Greening The Greens
Sometimes it seems as if all the debates of significance in local government concern the use or misuse of the natural resources with which the East End is graced. Natural amenities have drawn more and more people to the area and they, in turn, have created built environments or tampered with the natural one in ways that challenge our resources. Nothing is inviolate.
The debate about how many people and industrial or recreational uses the land can sustain without endangering the drinking water supply is all-encompassing. Have we permitted land-use practices that contaminate the groundwater and are we continuing to do so? Will there be enough good water for the ultimate number of persons who could eventually live here under current zoning? Who should control from where and how much water is taken out of the ground and where it is distributed?
Some two years ago, The Star offered the opinion that it was "possible to create a nonpolluting golf course." The debate then was about the Bistrian family's Stony Hill Country Club course.
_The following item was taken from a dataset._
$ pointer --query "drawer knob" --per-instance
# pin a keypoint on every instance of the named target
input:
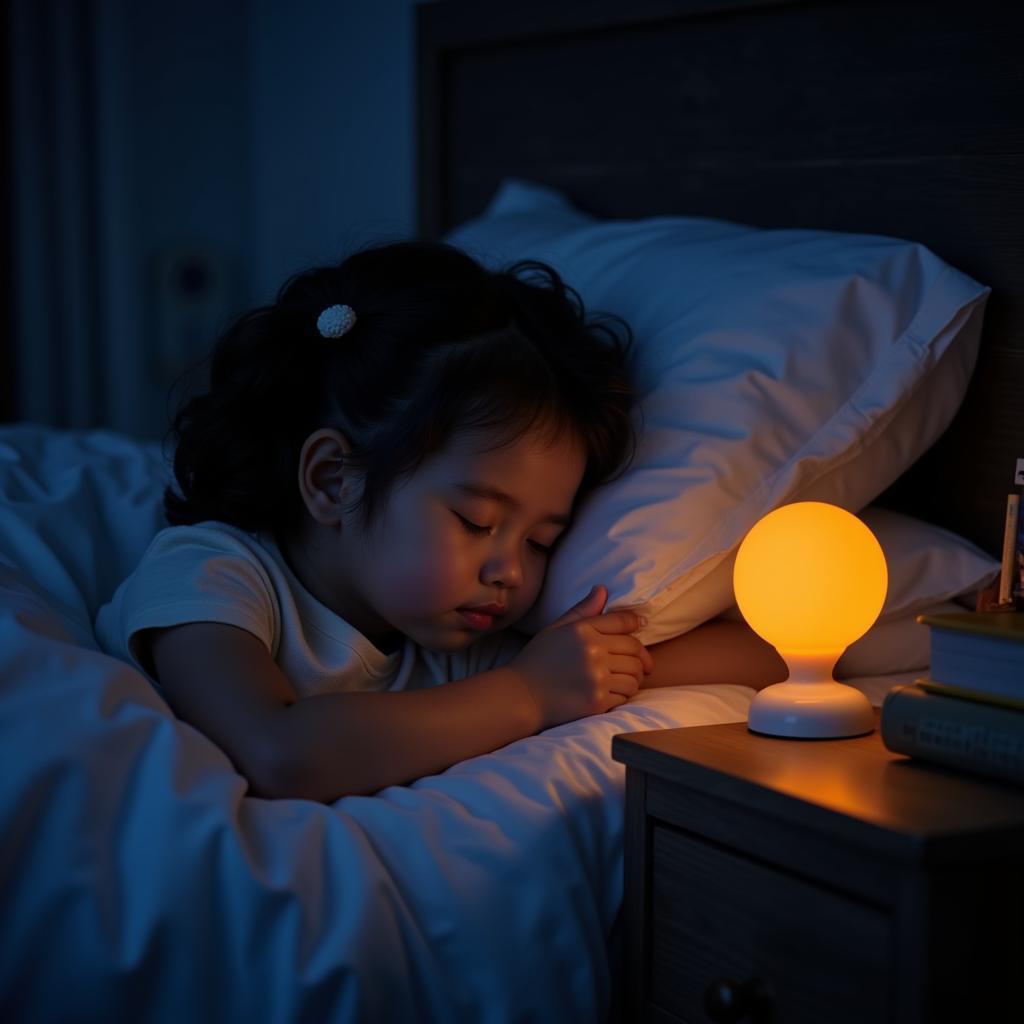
(729, 1001)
While neighbors demanded the town reconsider the potential for groundwater contamination, the Bistrians claimed the town already had contaminated the water in the area and sued for damages.
More recently, the Southampton Town Board has given its approval to a zone change for an 18-hole golf course, which will lie over the thickest part of the underground aquifer on the South Fork in Bridgehampton, and an application for another nine holes for the South Fork Country Club in Amagansett is moving toward East Hampton Town Planning Board approval.
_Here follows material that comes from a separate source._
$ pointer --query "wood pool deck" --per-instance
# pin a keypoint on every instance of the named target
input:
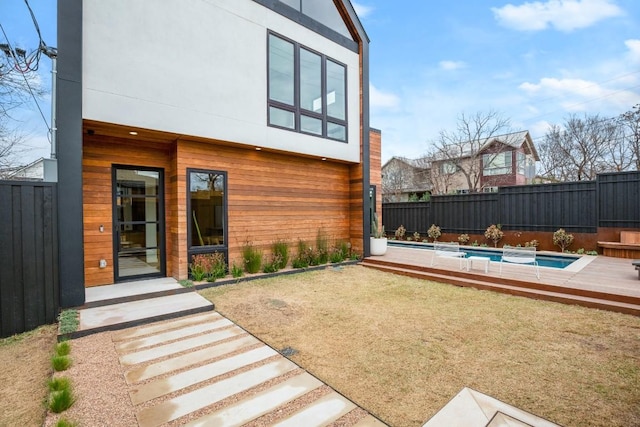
(592, 281)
There is little point in debating whether to allow the new Bridgehampton course or the expanded Amagansett one (whose developers have promised to use the integrated pest management system instead of chemical pesticides) per se, since both are well along in the review process. The focus should be on how to insure that the golf courses are good, environmentally friendly neighbors.
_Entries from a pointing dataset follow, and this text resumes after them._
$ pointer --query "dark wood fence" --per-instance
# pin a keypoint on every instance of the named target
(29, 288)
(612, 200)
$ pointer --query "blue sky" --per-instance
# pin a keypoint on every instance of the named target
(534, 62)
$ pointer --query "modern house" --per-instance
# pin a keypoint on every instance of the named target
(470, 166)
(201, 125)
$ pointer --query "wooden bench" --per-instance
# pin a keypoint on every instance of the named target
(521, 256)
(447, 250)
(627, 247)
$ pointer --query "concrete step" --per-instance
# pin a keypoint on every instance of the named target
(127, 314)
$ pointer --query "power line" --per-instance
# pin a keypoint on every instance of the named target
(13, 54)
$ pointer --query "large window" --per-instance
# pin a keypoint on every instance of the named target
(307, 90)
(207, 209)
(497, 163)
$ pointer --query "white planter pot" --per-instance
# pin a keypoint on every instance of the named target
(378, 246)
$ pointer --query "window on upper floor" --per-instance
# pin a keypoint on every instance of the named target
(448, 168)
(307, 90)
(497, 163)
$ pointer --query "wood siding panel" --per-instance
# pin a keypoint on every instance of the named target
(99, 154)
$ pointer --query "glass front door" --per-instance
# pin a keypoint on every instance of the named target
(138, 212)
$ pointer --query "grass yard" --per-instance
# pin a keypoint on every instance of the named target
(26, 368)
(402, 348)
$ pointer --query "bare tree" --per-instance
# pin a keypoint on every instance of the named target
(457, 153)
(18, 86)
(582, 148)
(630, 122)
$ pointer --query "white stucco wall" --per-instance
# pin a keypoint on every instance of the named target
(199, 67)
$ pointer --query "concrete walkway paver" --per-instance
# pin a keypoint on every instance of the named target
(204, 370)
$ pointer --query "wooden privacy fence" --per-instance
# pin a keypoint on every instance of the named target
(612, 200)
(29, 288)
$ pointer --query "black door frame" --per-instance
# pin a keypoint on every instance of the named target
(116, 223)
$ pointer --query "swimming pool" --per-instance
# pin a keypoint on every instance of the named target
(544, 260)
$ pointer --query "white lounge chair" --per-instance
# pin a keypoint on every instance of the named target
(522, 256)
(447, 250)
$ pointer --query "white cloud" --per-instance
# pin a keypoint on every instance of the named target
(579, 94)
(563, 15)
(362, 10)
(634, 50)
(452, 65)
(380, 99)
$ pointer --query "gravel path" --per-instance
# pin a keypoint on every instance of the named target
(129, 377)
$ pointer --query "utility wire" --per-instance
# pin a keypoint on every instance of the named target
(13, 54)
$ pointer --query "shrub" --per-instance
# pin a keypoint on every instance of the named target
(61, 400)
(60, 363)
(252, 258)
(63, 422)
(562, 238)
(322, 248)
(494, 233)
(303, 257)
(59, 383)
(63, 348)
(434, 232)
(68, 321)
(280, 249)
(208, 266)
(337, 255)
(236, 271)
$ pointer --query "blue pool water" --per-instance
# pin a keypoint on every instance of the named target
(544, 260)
We reiterate: It is possible to create nonpolluting golf courses. But two essential ingredients are needed to do so on the South Fork.
The first is a solid and up-to-date plan for the use of our groundwater, which is immutably linked across Southampton and East Hampton Town lines. The second is a set of stringent and enforceable criteria for the use of nonpolluting herbicides and/or pesticides on golf course greens and fairways. These are legitimate and attainable goals.